The split I/O memory model is introduced to resolve the limitation of the unique
memory model so that data coming from other physical memory buffer can be consumed by
the DPU directly. When the dpuCreateTask()
function is
called to create a DPU task from the DPU kernel compiled with the -split-io-mem
option, N2Cube only allocates the DPU memory buffer for the
intermediate feature maps. It is up to you to allocate the physical continuous memory
buffers for boundary input tensors and output tensors individually. The size of the
input memory buffer and the output memory buffer can be found from the compiler building
log with the field names Input Mem Size and Output Mem Size.
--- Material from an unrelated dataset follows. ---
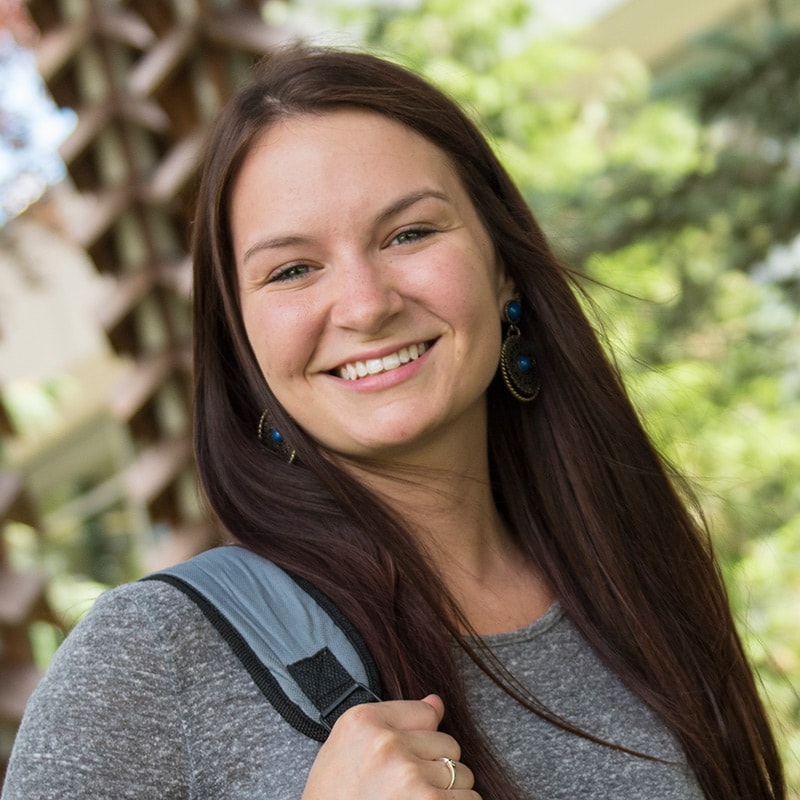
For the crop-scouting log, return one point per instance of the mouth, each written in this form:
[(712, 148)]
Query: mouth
[(354, 370)]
You also need to take care
of cache coherence, if these memory buffers can be cached.
DNNDK sample split_io
provides a programming
reference for the split I/O memory model. The TensorFlow SSD is used as the reference.
There is one input tensor image:0, and two output tensors ssd300_concat:0
and ssd300_concat_1:0
for
the SSD model. From the compiler building log, you can see that the size of the DPU
input memory buffer (for tensor image:0) is 270000, and the size of the DPU output
memory buffer (for output tensors ssd300_concat:0
and
ssd300_concat_1:0
) is 218304. dpuAllocMem()
is used to allocate memory buffers for them.
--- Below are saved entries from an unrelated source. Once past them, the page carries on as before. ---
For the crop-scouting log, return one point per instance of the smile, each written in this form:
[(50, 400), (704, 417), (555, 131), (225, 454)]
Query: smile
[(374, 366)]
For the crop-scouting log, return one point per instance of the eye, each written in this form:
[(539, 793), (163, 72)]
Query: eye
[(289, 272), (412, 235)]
dpuBindInputTensorBaseAddress()
and dpuBindOutputTensorBaseAddress()
are subsequently used to
bind the input/output memory buffer address to DPU task before launching its execution.
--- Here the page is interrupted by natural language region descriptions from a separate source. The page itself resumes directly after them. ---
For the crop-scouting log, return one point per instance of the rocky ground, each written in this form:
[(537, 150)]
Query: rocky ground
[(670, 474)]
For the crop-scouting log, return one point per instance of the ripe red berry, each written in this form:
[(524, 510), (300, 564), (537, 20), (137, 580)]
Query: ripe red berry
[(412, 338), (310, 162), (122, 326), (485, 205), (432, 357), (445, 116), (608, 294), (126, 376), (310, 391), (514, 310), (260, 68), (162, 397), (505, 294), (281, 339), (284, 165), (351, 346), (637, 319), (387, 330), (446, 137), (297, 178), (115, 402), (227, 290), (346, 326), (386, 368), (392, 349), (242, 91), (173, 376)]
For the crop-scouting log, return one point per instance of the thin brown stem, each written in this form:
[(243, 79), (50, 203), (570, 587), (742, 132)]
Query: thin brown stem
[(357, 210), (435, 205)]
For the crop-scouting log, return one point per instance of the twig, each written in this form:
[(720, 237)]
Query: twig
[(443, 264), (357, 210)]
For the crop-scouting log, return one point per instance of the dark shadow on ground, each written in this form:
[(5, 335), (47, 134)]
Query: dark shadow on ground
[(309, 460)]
After the input data is fed into the DPU input memory buffer, dpuSyncMemToDev()
is called to flush the cache line. When the DPU task
completes running, dpuSyncDevToMem()
is called to
invalidate the cache line.
dpuAllocMem()
, dpuFreeMem()
, dpuSyncMemToDev()
, and
dpuSyncDevToMem()
are provided only to demonstrate
the split IO memory model. They are not expected to be used directly in your production
environment. It is up to you whether you want to implement such functionalities to
better meet customized requirements.